Jesucristo los crió,

y puede, por varios modos,

si Él quiere, acabar con todos

mucho más fácil que yo.

También en el puerto de Cádiz se despidió el negro enviado por Don Francisco de Quevedo, después de indicarnos nuestro bote al capitán Alatriste y a mí. Subimos a bordo, nos apartamos de tierra a fuerza de remos, y tras pasar de nuevo entre nuestros imponentes galeones —no era común verlos tan a ras del agua— el patrón hizo dar la vela por ser el viento propicio. Cruzamos así la bahía rumbo a la desembocadura del Guadalete, y al atardecer nos arrimamos a la borda de la
Levantina
, una esbelta galera fondeada con otras muchas en mitad del río, todas con sus antenas y vergas amarradas sobre cubierta, ante las grandes montañas, que parecían nieve, de las salinas en la margen izquierda. La ciudad blanca y parda se extendía por la derecha, con el elevado torreón del castillo protegiendo la boca del fondeadero. El Puerto de Santa María era base principal de las galeras del Rey nuestro señor, y mi amo lo conocía del tiempo en que anduvo embarcado contra turcos y berberiscos.
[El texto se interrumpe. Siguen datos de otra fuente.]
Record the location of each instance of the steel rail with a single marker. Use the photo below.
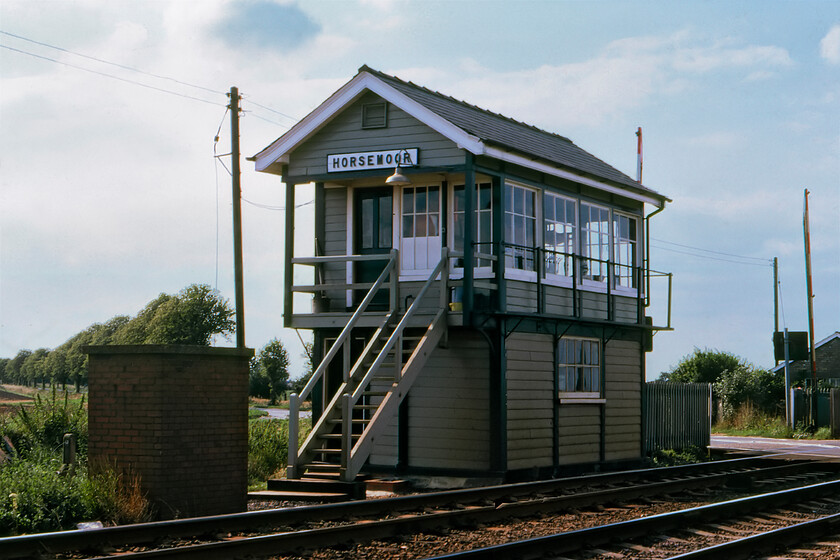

En cuanto a las galeras, esas máquinas de guerra movidas por músculos y sangre humana, también sabía de ellas más de lo que muchos quisieran saber. Por eso, tras presentarnos al capitán de la
Levantina
, que visto el pasaporte nos autorizó a quedarnos a bordo, Alatriste buscó un lugar cómodo en una ballestera, ensebó las manos del cómitre de la chusma con uno de a ocho, y se instaló conmigo, recostado en nuestro equipaje y sin quitar mano de la daga en toda la noche. Que en gurapas, o sea, en galeras, me dijo en susurros y con una sonrisa bailándole bajo el mostacho, desde el capitán hasta el último forzado, el más honesto no se licencia para la gloria con menos de trescientos años de purgatorio.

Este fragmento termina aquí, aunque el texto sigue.